One measure of the strength of this nostalgia
drenched 2002 offering’s sensory plus emotional impact on this (re)viewer
is it being so that, after she viewed it for the first time, at least two
nights’ worth of her sleep got filled with imagery that were either from
or clearly inspired by this majorly evocative Riley Yip directed plus scripted
effort. Another stems from the Twins’ rendition of the Bee Gees’
“Melody Fair” coming to haunt me -- and in a not at all horrendous way!
– for much larger portions of my waking hours than one might have expected
of a tune that actually gets played far less frequently in JUST ONE LOOK
than, say, “California Dreaming” (or “What a Difference a Day Makes”) in
“Chungking Express”.
Additionally, like with “Metade Fumaca” (whose
helmer also was Riley Yip), certain sections of JUST ONE LOOK had this
non-native Hong Konger not only yearning to pay another visit to the HKSAR
but also having the kind of favorable feelings towards that section of
East Asia which seem to emanate from the sort of attachment to the “Fragrant
Harbor” that one might ordinarily assume would or could only be possessed
by those who call it home. From one perspective, this is in and of
itself a sure sign of this work – which is largely set in circa 1970s Cheung
Chau --containing a close to magical quality.
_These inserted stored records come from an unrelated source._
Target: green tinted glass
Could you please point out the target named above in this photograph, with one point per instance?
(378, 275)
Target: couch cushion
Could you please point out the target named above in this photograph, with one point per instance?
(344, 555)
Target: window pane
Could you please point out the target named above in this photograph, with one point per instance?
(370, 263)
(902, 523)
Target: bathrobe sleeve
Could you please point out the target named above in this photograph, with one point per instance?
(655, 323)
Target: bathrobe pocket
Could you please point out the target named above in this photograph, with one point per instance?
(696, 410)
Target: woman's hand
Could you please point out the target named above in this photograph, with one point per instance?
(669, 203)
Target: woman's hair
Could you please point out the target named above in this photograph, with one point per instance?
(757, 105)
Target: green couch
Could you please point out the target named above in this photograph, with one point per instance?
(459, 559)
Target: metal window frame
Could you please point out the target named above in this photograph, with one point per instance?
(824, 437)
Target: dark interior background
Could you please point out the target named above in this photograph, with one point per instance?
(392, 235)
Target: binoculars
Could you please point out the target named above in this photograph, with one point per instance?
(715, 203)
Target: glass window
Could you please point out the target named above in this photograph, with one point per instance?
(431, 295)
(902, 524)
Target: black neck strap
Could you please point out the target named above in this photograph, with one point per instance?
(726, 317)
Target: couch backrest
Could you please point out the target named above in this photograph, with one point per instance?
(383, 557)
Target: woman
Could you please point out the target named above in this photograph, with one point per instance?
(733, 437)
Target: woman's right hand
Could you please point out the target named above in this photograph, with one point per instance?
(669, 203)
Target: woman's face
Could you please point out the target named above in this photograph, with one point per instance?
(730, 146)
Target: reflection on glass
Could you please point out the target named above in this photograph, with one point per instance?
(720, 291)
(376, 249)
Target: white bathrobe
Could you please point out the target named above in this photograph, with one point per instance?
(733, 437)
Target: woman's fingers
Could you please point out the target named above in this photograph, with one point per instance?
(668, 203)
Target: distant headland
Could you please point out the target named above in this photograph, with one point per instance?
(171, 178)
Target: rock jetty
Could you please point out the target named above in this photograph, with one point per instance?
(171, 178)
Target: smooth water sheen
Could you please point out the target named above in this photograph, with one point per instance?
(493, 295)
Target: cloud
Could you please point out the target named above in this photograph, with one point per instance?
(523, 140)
Upon thinking a bit
more re how and why this is though, I have concluded that what undoubtedly
contributes to that which could be primarily described as a “Coming of
Age” film’s being able to bring about such a reaction is its having as
its protagonists individuals who – for all of their living in a different
place and time from those with which I am most familiar -- share with such
as me an undoubted love for Hong Kong and other cinema as well as their
home territory and certain key figures in their lives who also reside(d)
there.
Among the more alluring attributes of Hong Kong
movies for this fan of these works are those which make for their creating
a sometimes seemingly very real reel world for a transnational and far
flung community. JUST ONE LOOK contributes its share of appealing
characters, sweet touches, nicely realized details and other attractive
elements to this reel-ity. At the same time, that which provides
four of Hong Kong’s most youthful plus “hottest” Idols with plenty of opportunities
to shine also delightfully acknowledges that more than a small amount of
pleasure and inspiration continues to be derivable from the efforts of
many an older (or even now sadly deceased) silver screen luminary, and
generously accords some space to older thespians who surely still have
many contributions to make before they finally do decide to call it a day
(including Sam Lee – who was probably playing a father for the first time
in his acting career here! -- and Jo Kuk as well as the decades older Lee
Fung, Joe Cheung, Anthony Wong and Eric Kot).